A Maryland man who worked as a supervisor at Voice of America pleaded guilty Thursday to making death threats against Rep. Marjorie Taylor Greene, her family and staff in ominous voice messages.
Seth Jason admitted in court records that he repeatedly threatened to gun down the Republican congresswoman — who until recently was one of President Donald Trump’s staunchest allies in Congress — in voicemail messages left at her district offices in Georgia, using pseudonyms such as “Kevin” and “Ruben.”
The messages began in October 2023, with a threat to shoot Greene “between the eyes” with an AK-47 rifle at one of her rallies, and ran through January 2025, around the time of Trump’s inauguration.
“Greene you will not see the inaugural, you’ll be dead,” Jason said in a Jan. 8 voicemail, according to documents filed in connection with his guilty plea in U.S. District Court in D.C. “Your family will be dead. Your staff will be dead. On the 20th, you’ll all be dead.”
Jason, 64, worked for more than two decades at Voice of America, a news outlet run by the U.S. government that the Trump administration has all but dismantled this year, first as a contractor and then as a full-time federal employee starting in 2009. As a supervisor since 2011, he was in charge of studio renovations, studio scheduling and payroll and management issues. He retired in May.
U.S. Attorney Jeanine Pirro’s office said Jason would place the threatening calls from inside Voice of America’s offices in the District, calling the conservative congresswoman a “racist” and “Nazi” and threatening to shoot her at a book signing she had scheduled last December.
“No one should have to live their life in fear wondering if those threats are about to be fulfilled,” Pirro said in a statement. “Today’s guilty plea sends a clear message — my office will not take these threats lightly — think twice because we will find you and we will convict you.”

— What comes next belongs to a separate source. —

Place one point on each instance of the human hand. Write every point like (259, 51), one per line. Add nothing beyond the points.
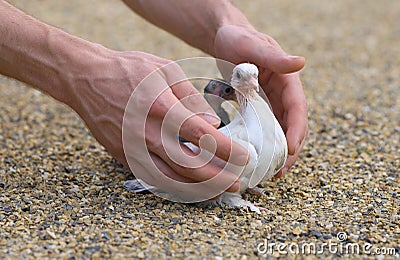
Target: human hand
(102, 93)
(278, 77)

Greene’s office and an attorney for Jason did not immediately respond to requests for comment Thursday. Greene is resigning her seat next month.
Jason pleaded guilty to one count of interstate communications with a threat to kidnap or injure and one count of anonymous telecommunications harassment. A judge set his sentencing for June 18.
During an interview with Capitol Police this year at his home in Edgewater, Maryland, Jason initially said he had called Greene’s office in D.C. only once, “when she was saying some things about Jewish space lasers,” what he described as an antisemitic conspiracy theory. (Greene in 2018 theorized that California wildfires were caused by “Jewish space lasers,” a claim she has since disowned.)
After officials played some of the threatening voicemails for him, Jason admitted placing the calls. He told police “he has no obsession with chemicals or weapons, and that he did not have any ‘fantasies about being a Rambo,’” according to the police report of the interview.
Jason told police he did not own any firearms and that he refrained from discussing politics at work. He told police he “believes that over the past decade, politics has become increasingly polarized, with people aligning strictly with one side or the other.”